ANKARA, Turkey — Turkish President Recep Tayyip Erdogan says his government is working on a detailed plan to normalize life by easing restrictions, adding that “there is light at the end of the tunnel for Turkey.”

Erdogan said however, that weekend lockdowns would most likely continue until after next month’s Eid holiday which marks the end of the holy Muslim month of Ramadan. In a televised address following a weekly Cabinet meeting, Erdogan said this week’s curfew would start on Friday — May 1 Labor Day — which is a public holiday in Turkey.

The vice president will evaluate recommendations from the country’s COVID-19 advisory council to decide “which steps will be taken in which fields and on which date,” Erdogan said.

His announcement on the gradual easing of restrictions comes amid a decline in the number of daily deaths and infections.

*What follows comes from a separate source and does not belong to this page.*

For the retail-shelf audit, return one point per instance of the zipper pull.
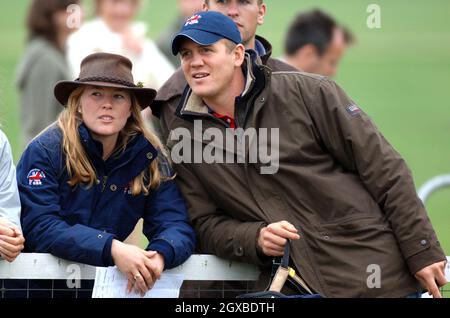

On Monday, Health Minister Fahrettin Koca announced 95 deaths in the past 24 hours, the lowest since April 11. The total death toll now stands at 2,900, with 112,261 confirmed infections.

The government has refrained from imposing a total lockdown, fearing its negative impact on the already fragile economy. It has opted for piecemeal measures instead, including weekend curfews and banning people above the age of 65 and below the age of 20 from leaving their homes.


BRUSSELS — The European Union’s top economy official says new figures show that growth in the 19 nations using the euro single currency will shrink markedly this year and more than during the previous financial crisis.

Economy Commissioner Paolo Gentiloni told EU lawmakers Monday that “that a deep recession is unavoidable in Europe this year” due to the impact of the coronavirus.

Gentiloni says the “very sharp contraction” will be “worse than the one during the global financial crisis.” with the euro area shrinking by numbers similar to those predicted by the IMF of about 7.5%.

The European Commission is due to publish its spring economic forecast on May 7. Gentiloni did not provide exact figures.

He says that “everywhere the crisis will increase unemployment and social and economic divides between those who have secure jobs and good housing conditions and those who are less protected.”

EU institutions and member countries have already freed up around 3.4 trillion euros ($3.7 trillion) to help resuscitate virus-hit economies, but Gentiloni says “an unprecedented set of actions” is still necessary.